Tak ingin hal ini jadi polemik, Dinas Perindustrian dan Perdagangan (Disperindag) Mimika memanggil pengurus Aspada, Selasa (25/1/2022)untuk mencari jalan keluarnya.
Plt Kadisperindag, Petrus Paliamba meminta Aspada menurunkan harga Rp7 ribu. Menurutnya harga Rp8 ribu memberatkan masyarkat.
Namun Aspada yang diketuai Huzein tidak setuju. Menurutnya harga yang mereka tawarkan saat ini diputuskan atas beberapa pertimbangan yakni jarak, harga BBM dan biaya makan karyawan.

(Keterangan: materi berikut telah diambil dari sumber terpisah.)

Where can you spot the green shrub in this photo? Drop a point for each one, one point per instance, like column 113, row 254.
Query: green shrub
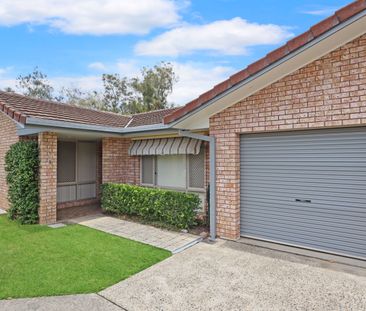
column 170, row 207
column 21, row 166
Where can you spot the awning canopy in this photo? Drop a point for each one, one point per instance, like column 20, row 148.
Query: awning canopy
column 165, row 146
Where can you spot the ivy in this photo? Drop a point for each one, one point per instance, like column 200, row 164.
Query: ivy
column 21, row 166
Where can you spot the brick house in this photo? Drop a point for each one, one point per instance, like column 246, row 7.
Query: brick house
column 286, row 136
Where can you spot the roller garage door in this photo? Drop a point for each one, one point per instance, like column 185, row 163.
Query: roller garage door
column 306, row 189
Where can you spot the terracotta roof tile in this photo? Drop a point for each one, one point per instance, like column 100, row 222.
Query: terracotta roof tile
column 292, row 45
column 150, row 118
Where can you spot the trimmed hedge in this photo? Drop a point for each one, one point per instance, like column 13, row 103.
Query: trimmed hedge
column 21, row 166
column 170, row 207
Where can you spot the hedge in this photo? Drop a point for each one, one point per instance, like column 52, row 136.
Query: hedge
column 170, row 207
column 21, row 166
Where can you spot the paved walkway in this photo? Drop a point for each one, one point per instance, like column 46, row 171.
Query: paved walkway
column 169, row 240
column 88, row 302
column 231, row 276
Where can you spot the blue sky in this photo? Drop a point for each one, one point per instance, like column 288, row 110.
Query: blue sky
column 74, row 42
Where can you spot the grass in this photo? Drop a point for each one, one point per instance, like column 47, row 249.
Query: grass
column 39, row 261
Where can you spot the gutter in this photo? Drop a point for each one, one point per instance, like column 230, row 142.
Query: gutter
column 94, row 128
column 212, row 142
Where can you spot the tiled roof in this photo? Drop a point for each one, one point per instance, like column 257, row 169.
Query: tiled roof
column 327, row 24
column 149, row 118
column 21, row 107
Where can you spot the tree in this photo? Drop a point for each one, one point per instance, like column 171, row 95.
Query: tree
column 119, row 94
column 8, row 89
column 35, row 85
column 154, row 87
column 116, row 94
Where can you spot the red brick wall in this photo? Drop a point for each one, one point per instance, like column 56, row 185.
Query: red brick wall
column 47, row 144
column 330, row 92
column 8, row 137
column 117, row 165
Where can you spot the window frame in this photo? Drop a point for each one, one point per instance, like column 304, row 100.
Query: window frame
column 187, row 188
column 153, row 172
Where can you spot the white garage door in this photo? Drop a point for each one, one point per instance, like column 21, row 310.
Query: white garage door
column 306, row 189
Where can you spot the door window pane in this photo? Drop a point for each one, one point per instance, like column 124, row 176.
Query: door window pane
column 197, row 169
column 87, row 162
column 66, row 162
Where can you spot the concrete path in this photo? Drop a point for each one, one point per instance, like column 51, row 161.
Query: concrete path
column 169, row 240
column 232, row 276
column 90, row 302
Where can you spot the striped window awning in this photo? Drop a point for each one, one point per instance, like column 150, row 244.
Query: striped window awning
column 165, row 146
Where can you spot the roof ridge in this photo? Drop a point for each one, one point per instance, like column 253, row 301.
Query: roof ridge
column 45, row 101
column 157, row 110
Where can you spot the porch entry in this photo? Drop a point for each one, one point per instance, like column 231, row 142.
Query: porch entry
column 76, row 170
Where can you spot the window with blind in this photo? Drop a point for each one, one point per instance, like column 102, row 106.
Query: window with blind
column 181, row 172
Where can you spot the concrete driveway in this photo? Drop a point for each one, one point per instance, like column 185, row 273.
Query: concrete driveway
column 233, row 276
column 224, row 276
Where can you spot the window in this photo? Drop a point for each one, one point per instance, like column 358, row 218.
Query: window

“Saat ini kita bisa lihat premium di Mimika sudah tidak ada, yang ada hanya pertalite dan pertamax. Dan untuk pertalite kita juga kadang sudah dapatnya karena cepat habis,” katanya.
Dalam sehari BBM yang digunakan untuk mengantar air galon bisa sampai 12 liter untuk membayarkan 50 galon.
“Jadi ini yang menjadi alasan kami. Kami hitung semua pengeluaran yang kami gunakan di sini, makanya kita putuskan harganya sekian,” jelasnya.
Menurutnya, kenaikan harga yang mereka putuskan sudah wajar. Sudah 6 tahun asosiasi ini bertahan di harga Rp6 ribu.
Sayang penjelasan Aspada ini tidak begitu saja diterima Disperindag. Menurut mereka alasan ini tidak kuat sehingga Disperindag tetap meminta Aspada menurunkan harga.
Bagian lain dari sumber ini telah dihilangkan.